Evaluation of $\int_0^1 \frac{x^3}{2(2-x^2)(1+x^2) + 3\sqrt{(2-x^2)(1+x^2)}}\,\mathrm dx$

How does one evaluate the following integral?

$$\int_0^1 \frac{x^3}{2(2-x^2)(1+x^2) + 3\sqrt{(2-x^2)(1+x^2)}}\,\mathrm dx$$

This is a homework problem and I have been evaluating this integral for hours yet no success so far. I have tried to rationalize the integrand by multiplying it with $$\frac{2(2-x^2)(1+x^2) - 3\sqrt{(2-x^2)(1+x^2)}}{2(2-x^2)(1+x^2) - 3\sqrt{(2-x^2)(1+x^2)}}$$ but the integrand is getting worse.
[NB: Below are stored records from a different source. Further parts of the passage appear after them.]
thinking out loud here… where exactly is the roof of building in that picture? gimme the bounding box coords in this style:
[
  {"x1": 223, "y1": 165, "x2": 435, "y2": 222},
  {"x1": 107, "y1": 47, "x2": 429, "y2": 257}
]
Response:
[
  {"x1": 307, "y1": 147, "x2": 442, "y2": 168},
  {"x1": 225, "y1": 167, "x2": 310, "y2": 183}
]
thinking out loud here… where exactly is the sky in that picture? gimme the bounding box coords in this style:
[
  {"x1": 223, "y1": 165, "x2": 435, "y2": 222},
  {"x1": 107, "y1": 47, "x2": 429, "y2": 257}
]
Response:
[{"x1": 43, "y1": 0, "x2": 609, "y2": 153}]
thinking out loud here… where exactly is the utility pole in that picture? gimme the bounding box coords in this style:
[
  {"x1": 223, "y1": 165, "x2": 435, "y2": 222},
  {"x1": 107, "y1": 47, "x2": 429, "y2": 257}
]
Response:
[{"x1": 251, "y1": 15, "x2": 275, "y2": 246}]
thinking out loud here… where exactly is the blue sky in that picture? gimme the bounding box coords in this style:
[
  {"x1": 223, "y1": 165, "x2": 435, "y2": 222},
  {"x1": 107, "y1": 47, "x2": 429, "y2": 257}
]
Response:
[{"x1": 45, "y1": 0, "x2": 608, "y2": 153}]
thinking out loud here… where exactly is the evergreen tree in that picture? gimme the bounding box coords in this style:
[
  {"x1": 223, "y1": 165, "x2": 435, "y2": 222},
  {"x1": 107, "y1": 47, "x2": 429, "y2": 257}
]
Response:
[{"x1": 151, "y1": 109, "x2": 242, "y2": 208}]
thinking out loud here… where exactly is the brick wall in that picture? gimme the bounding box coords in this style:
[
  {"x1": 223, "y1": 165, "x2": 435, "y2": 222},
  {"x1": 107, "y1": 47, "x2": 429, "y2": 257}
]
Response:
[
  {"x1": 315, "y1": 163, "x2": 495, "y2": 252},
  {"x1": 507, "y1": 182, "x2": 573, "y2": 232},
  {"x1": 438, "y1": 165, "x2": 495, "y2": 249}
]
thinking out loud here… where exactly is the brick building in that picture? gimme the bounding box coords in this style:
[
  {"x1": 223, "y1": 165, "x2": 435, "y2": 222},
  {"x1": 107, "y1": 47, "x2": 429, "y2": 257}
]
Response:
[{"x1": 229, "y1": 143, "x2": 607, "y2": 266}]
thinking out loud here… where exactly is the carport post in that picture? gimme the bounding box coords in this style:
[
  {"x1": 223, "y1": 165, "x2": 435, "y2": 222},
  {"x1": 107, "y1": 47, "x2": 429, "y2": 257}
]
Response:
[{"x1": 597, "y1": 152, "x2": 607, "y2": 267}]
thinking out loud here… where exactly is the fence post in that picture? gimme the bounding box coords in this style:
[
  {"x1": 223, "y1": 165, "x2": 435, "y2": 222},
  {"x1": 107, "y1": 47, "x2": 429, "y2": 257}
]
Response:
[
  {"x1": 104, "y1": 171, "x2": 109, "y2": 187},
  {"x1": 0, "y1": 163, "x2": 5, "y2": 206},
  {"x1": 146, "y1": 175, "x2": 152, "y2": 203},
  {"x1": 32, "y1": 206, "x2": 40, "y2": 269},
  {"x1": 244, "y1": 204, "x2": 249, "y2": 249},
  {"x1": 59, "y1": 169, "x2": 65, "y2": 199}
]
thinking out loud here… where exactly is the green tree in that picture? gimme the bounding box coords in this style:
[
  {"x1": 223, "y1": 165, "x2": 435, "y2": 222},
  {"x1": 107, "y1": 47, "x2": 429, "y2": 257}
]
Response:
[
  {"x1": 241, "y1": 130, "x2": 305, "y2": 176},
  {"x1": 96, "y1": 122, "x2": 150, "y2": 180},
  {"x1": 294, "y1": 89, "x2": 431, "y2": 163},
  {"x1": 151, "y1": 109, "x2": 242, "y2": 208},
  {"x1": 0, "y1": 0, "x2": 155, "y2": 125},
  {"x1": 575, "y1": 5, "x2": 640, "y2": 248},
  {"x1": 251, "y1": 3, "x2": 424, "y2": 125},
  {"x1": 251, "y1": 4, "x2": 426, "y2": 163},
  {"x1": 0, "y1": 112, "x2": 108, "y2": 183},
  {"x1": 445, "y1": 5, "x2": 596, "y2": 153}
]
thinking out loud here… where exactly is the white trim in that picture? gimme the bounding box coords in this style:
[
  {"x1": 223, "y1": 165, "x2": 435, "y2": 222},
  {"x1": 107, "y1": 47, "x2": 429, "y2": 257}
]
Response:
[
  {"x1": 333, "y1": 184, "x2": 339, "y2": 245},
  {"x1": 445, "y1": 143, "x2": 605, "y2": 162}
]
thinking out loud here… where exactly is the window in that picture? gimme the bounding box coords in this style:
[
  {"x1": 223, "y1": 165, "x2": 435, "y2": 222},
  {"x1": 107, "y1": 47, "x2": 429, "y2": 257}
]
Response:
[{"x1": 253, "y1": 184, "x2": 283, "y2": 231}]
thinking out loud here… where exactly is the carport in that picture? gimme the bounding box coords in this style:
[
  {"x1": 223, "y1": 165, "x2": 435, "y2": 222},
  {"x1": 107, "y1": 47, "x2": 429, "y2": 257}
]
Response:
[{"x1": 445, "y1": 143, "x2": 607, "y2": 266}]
I have tried to use trigonometric substitutions like $x=\tan\theta$ and $x=\sqrt{2}\sin\theta$, but I cannot rid off the square root form. I have also tried to use hyperbolic trigonometric substitutions but the thing does not get any easier neither also substitution $y=x^2$ nor $y=\sqrt{(2-x^2)(1+x^2)}$. Using integration by parts is almost impossible for this one. I have also tried to use the tricks from this thread, but still did not get anything. No clue is given. My professor said, we must use clever substitutions but I cannot find them. Any idea or hint? Any help would be appreciated. Thanks in advance.

Edit :

The answer I got from my Prof is $\dfrac{3-2\sqrt{2}}{6}$.

By clever substitutions your professor probably meant Euler Substitutions.

$$\begin{align} I &=\int_0^1 \frac{x^3}{2(2-x^2)(1+x^2) + 3\sqrt{(2-x^2)(1+x^2)}}\,\mathrm dx\tag{1}\\ &=\frac12\int_0^1 \frac{t}{2(2-t)(1+t) + 3\sqrt{(2-t)(1+t)}}\,\mathrm dt\tag{2}\\ &=\frac13\int_{\sqrt2}^{1/\sqrt2} \frac{u^2-2}{(1+u)^2(u^2+1)}\,\mathrm du\tag{3}\\ &=\frac13\left[\int_{\sqrt2}^{1/\sqrt2} \frac{3 u}{2 \left(u^2+1\right)}\,\mathrm du -\int_{\sqrt2}^{1/\sqrt2} \frac{3}{2 (u+1)}\,\mathrm du -\int_{\sqrt2}^{1/\sqrt2} \frac{1}{2 (u+1)^2}\,\mathrm du\right]\tag{4}\\ &=\frac13\left[\frac{3}{4} \log \left(u^2+1\right)-\frac{3}{2} \log (u+1)+\frac{1}{2 (u+1)}\right]_{\sqrt2}^{1/\sqrt2}\tag{5}\\ &=\frac{1}{3}\Bigg[\frac{3-2 \sqrt{2}}{2}\Bigg]\tag{6}\\ \end{align}$$

$$\large\int_0^1 \frac{x^3}{2(2-x^2)(1+x^2) + 3\sqrt{(2-x^2)(1+x^2)}}\,\mathrm dx=\frac{1}{6}\left(3-2 \sqrt{2}\right)$$

$\text{Explanations:}$

$(2)$ Substitute $x^2=t\iff2x\,\mathrm dx=\,\mathrm dt$

$(3)$ Using Type $\rm III$ Euler Substitution

$$\small \sqrt{(2-t)(t+1)}=(t+1)u \iff t+1=\frac{3}{u^2+1} \iff t=\frac{2-u^2}{u^2+1} \iff \,\mathrm dt=-\frac{6 u}{\left(u^2+1\right)^2}\,\mathrm du$$

$(4)$ Using Partial Fraction Decomposition

$$\small\frac{2-u^2}{(1+u)^2(u^2+1)}=-\frac{3 u}{2 \left(u^2+1\right)}+\frac{3}{2 (u+1)}+\frac{1}{2 (u+1)^2}$$

Perhaps the most promising approach is to rewrite the term $(2-x^2)(1+x^2)$ as follows:

$$(2 - x^2)(1 + x^2) = 2 + x^2 - x^4 = \frac{9}{4} - \left(x^2 - \frac{1}{2}\right)^2 = \frac{9}{4}\left(1 - \frac{4}{9}\left(x^2 - \frac{1}{2}\right)^2 \right)$$

This observation leads one to consider the substitution $y = \frac{2}{3}\left(x^2-\frac{1}{2}\right)$.

Result of the substitution is that the denominator cleans up considerably, becoming $(1 - y^2) + \sqrt{1 - y^2}$. Later on in the evaluation setting $y = \sin t$ may well be a promising idea.